Let $a,b,c$ be the sides of a triangle in any random order and let $A,B,C$ be the angles opposite to these sides respectively. Let the inradius be $r$ and circumradius be $R$. In this question, it was proved that
$$ \frac{a}{A} + \frac{b}{B} \ge \frac{c}{C} \tag 1 $$
This is similar in form to the classical triangle inequality $a+b \ge c$ which made me wonder if the there exists a general inequality from which both follows. However, obvious suspects such as
$$ \frac{a}{A^x} + \frac{b}{B^x} \ge \frac{c}{C^x} \tag 2 $$ is false in general for $x \ne 0,1$ and I haven't been able to unify the classical triangle inequality with $(1)$ but I observed related inequality which seems to hold for all triangles from which the classical triangle inequality follows as a special case.
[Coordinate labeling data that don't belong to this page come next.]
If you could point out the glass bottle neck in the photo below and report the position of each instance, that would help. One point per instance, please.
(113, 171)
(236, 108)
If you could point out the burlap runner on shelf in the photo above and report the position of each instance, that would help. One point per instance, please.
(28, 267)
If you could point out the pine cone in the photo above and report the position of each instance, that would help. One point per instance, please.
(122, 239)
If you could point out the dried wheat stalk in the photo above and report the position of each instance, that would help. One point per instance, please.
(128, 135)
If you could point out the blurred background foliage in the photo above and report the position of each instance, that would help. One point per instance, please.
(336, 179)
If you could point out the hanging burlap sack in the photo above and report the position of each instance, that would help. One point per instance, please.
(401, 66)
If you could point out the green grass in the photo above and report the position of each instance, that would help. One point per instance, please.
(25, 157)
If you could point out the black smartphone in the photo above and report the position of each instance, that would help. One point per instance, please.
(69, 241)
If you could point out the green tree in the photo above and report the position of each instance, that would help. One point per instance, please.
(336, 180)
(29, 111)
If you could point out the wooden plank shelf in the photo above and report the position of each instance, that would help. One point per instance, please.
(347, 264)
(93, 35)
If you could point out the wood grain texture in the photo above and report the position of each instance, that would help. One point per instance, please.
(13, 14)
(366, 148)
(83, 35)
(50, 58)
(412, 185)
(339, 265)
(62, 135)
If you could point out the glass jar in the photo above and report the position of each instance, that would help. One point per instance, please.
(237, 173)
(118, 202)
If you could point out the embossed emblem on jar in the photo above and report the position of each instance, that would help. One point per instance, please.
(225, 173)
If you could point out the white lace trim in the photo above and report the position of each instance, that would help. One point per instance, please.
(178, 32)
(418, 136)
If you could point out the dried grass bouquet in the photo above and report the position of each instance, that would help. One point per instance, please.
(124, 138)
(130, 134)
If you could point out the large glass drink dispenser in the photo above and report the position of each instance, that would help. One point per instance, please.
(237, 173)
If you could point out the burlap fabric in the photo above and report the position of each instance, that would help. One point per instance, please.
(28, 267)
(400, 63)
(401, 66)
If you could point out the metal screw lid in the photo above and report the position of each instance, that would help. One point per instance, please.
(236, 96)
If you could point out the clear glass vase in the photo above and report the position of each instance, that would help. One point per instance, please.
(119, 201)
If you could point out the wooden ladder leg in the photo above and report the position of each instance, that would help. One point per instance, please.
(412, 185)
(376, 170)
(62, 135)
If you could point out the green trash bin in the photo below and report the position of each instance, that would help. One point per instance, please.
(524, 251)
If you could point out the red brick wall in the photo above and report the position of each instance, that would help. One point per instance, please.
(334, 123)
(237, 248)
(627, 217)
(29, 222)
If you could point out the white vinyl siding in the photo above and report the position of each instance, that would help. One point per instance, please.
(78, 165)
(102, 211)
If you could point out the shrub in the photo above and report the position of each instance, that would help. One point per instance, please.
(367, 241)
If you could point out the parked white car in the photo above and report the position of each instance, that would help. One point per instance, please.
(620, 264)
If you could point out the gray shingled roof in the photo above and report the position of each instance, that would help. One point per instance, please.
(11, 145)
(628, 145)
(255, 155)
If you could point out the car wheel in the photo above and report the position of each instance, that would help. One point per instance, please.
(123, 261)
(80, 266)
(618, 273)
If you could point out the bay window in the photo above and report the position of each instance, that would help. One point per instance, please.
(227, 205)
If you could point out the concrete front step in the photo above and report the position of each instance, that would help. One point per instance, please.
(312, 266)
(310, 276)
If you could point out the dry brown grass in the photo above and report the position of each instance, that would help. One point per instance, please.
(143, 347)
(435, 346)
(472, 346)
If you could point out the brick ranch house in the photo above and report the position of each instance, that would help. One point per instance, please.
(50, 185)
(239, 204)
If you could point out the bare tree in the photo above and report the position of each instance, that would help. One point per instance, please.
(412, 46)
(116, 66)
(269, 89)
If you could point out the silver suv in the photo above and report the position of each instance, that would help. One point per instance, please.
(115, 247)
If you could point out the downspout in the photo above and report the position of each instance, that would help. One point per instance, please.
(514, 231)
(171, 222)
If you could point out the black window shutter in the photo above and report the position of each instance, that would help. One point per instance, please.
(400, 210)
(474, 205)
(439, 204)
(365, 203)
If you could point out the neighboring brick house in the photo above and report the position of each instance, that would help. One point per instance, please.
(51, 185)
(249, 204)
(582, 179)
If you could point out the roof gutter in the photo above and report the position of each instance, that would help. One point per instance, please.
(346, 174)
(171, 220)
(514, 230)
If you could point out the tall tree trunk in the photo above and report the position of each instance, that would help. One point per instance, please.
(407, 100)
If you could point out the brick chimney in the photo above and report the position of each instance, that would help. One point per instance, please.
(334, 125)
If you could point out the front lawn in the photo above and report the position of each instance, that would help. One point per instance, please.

Conjecture 1: If $0 \le x \le 2\sqrt{2}/R$ then $$ \frac{a}{A^{rx}} + \frac{b}{B^{rx}} \ge \frac{c}{C^{rx}} $$
Conjecture 2: Let $m = \min(a,b,c)$ be the smallest side of the triangle. If $0 \le x \le 1/R$ then $$ \frac{a}{A^{mx}} + \frac{b}{B^{mx}} \ge \frac{c}{C^{mx}} $$
In both these conjectures, the classical triangle inequality corresponds to the case $x=0$. Can this be proved or disproved?